It's a standard remote control analogue servo signal - so the period isn't particularly important - but it's usually 20mS (50Hz). You can make response times faster or slower by altering that, often within quite large limits.
 
It looks like a typical "Radio control" servo interface.

It's not PWM as such, just a positive pulse with the duration representing the required position or movement; 1.5mS is centre or neutral, longer or shorter is one or the other direction.

The typical interval between updates is 20mS but it is not at all critical.

Pre-microprocessor RC systems used a sequence of pulses, which in effect clocked a "1" bit through a shift register and each servo was driver by one of the shift register outputs.

The intervals between the transmit pulses that shifted the decoder register were set by the various joystick pots etc., and a longer interval at the end of the sequence reset everything and a new "1" bit was loaded to the shift register...
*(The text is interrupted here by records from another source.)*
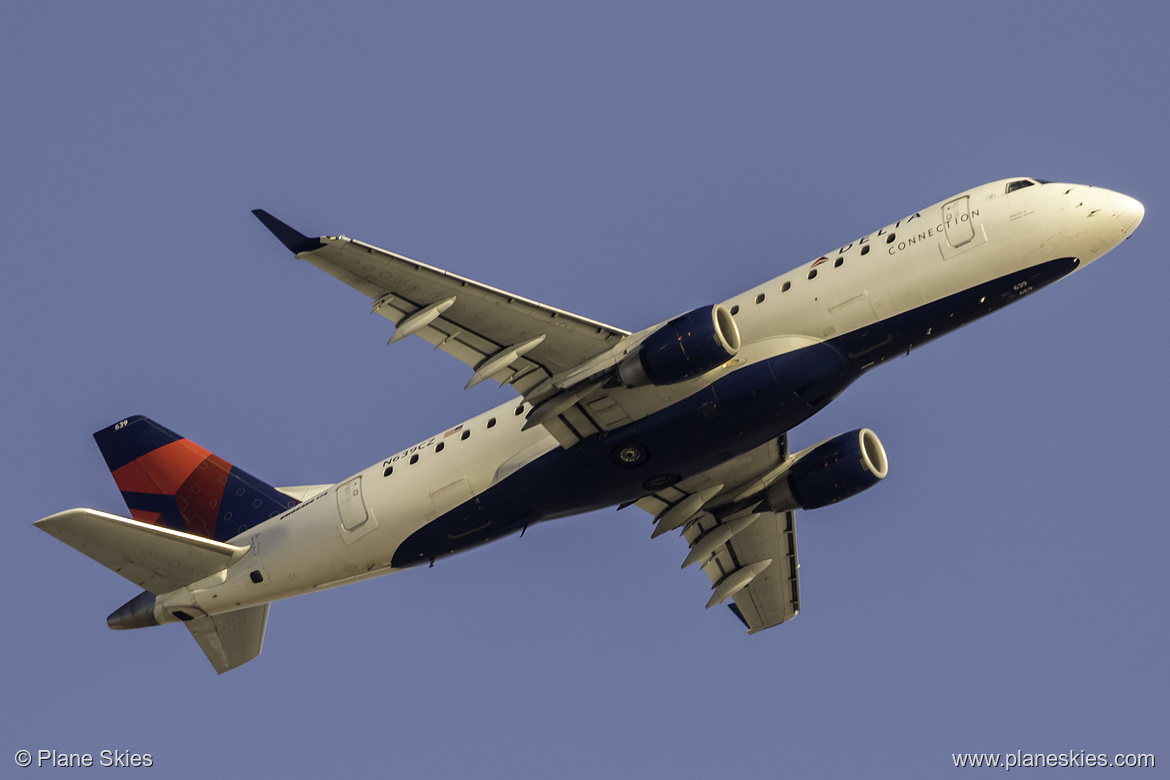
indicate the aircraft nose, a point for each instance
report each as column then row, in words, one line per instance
column 1128, row 212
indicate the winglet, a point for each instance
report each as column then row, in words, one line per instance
column 290, row 237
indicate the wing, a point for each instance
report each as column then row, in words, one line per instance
column 749, row 554
column 541, row 351
column 152, row 557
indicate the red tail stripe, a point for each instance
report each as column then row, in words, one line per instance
column 162, row 470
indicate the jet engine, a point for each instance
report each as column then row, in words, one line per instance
column 831, row 471
column 685, row 347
The only thing that matters to for any individual servo is that it gets a command pulse every so often.
 
Thanks Nigel & rjenkingb. I decided to use a motor I extracted from an old Cassette Tape Player. However, it would not run in reverse properly. So I opened it and found it has an electronic speed control. See the photo. I was surprised that it was able to run in reverse at all given the speed control electronics. But I don't have a circuit of it & did not waste time working it out. So I cut the components off except for the trim pot & connected wires to the commutator tags.
So it now runs properly in both directions.